One of the ways I explain my failure (thus far!) to achieve worldwide notoriety is to collect examples of similar underrating of work that, in retrospect, is laughable: (These anecdotes are from memory and thus 85% accurate, guaranteed...)

* The first record label to hear The Beatles turned them down.
* After hearing Hey Jude, the producer (I forget who) told McCartney, "Pop songs aren't that long," to which M replied, "This one is."
* After presenting his findings on the incompleteness of any axiomatic system of arithmetic, Kurt Godel didn't get much reaction. (John von Neumann was in the audience and asked him about it privately, after the talk.) The minutes of the conference didn't even mention Godel's results.
* After showing his results on the existence of an equilibrium in any suitably specified game to von Neumann, John Nash was informed that it was a trivial application of a fixed point theorem.

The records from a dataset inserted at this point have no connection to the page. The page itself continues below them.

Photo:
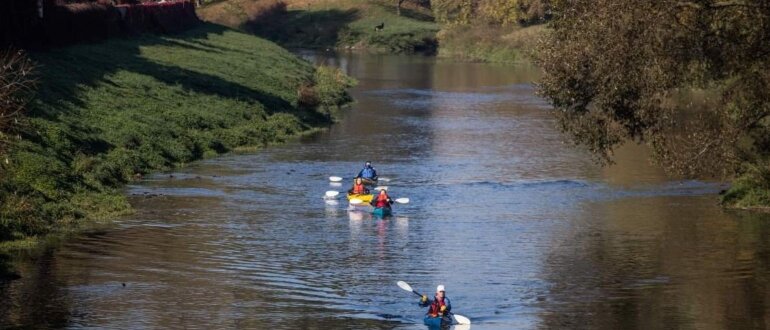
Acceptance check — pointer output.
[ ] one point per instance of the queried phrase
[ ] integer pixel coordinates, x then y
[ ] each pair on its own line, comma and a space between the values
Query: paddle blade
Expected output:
461, 319
356, 201
332, 193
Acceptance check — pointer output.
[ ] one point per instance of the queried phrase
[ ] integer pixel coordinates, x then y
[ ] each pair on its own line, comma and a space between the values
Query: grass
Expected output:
489, 43
750, 190
107, 113
339, 24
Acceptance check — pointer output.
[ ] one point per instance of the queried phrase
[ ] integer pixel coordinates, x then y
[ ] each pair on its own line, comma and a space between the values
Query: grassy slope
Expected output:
489, 44
347, 24
108, 112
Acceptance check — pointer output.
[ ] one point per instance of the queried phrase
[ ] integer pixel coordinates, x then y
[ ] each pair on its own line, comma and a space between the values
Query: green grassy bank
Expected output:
106, 113
332, 24
484, 43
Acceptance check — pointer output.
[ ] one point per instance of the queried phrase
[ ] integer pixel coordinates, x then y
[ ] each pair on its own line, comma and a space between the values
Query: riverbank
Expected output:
343, 24
493, 44
106, 114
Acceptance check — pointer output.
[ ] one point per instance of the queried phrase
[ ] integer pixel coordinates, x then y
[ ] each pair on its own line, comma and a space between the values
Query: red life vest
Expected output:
382, 201
359, 189
435, 307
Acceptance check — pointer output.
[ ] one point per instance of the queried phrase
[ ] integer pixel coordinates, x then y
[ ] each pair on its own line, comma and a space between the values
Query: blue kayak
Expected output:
382, 211
437, 322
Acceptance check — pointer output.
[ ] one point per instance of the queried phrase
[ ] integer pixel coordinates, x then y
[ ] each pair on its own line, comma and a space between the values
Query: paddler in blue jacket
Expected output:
439, 306
368, 172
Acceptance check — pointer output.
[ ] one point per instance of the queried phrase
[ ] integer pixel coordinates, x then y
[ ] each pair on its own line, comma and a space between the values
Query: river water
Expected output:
524, 230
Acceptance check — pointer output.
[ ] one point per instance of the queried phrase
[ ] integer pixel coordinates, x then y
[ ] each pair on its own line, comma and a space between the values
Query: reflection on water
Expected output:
524, 231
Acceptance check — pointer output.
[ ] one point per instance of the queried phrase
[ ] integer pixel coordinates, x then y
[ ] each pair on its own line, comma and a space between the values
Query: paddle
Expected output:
331, 194
402, 200
356, 201
459, 318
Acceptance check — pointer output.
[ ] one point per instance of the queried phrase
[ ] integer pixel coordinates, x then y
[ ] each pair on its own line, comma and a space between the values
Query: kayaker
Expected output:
382, 200
439, 306
368, 172
358, 187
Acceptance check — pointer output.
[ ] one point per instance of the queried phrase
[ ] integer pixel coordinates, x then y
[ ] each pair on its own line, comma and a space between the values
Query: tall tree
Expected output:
626, 70
16, 86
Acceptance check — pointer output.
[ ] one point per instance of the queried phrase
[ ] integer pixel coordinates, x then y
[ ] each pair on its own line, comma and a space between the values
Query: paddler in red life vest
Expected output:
358, 187
382, 200
368, 172
439, 306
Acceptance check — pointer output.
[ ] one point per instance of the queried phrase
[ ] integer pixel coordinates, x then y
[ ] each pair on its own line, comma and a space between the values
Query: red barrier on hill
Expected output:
65, 22
165, 17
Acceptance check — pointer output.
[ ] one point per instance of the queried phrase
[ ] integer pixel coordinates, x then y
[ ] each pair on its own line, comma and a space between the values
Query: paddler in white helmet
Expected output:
439, 306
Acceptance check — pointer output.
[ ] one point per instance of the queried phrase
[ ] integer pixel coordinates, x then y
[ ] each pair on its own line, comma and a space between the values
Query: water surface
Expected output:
524, 230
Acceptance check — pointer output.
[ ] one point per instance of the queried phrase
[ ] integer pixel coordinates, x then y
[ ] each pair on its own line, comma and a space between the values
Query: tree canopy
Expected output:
690, 78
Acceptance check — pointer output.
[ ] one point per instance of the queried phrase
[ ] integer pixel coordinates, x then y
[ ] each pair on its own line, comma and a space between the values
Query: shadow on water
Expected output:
630, 268
39, 300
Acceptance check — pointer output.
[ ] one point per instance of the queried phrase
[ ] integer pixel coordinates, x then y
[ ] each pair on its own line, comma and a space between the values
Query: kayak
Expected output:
369, 182
366, 198
438, 321
382, 211
363, 207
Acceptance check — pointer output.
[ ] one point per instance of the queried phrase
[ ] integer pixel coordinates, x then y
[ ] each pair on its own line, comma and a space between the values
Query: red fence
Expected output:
63, 23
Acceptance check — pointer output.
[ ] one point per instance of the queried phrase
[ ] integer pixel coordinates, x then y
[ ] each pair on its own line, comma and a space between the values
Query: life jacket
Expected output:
359, 188
382, 201
435, 307
367, 172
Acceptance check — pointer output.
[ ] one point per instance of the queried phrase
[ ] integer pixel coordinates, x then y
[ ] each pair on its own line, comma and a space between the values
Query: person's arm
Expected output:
424, 301
448, 305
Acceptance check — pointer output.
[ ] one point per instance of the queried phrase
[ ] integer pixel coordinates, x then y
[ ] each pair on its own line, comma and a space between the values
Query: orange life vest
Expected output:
382, 201
359, 188
435, 307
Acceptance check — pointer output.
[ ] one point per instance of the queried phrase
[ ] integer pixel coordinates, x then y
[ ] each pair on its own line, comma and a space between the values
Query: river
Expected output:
524, 230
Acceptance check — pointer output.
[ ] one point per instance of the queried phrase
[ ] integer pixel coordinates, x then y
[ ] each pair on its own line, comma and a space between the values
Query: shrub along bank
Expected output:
106, 113
359, 24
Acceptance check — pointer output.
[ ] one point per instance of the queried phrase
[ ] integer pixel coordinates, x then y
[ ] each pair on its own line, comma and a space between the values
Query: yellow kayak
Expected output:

* George Akerlof's paper on the "market for lemons" was rejected by at least two (I think more) journals before acceptance. Two of the editors told him that they didn't publish articles on such trivialities. (Nash and Akerlof both won the Nobel for these works.)
* Gene Callahan, for the first 8 years of his professional career, was driven to post his analyses of pop culture on a seldom-read web log (or "blog" as it was called in those days) before receiving the prestigious post of C.S. Lewis Chair of Revisionist Science History at Oxford.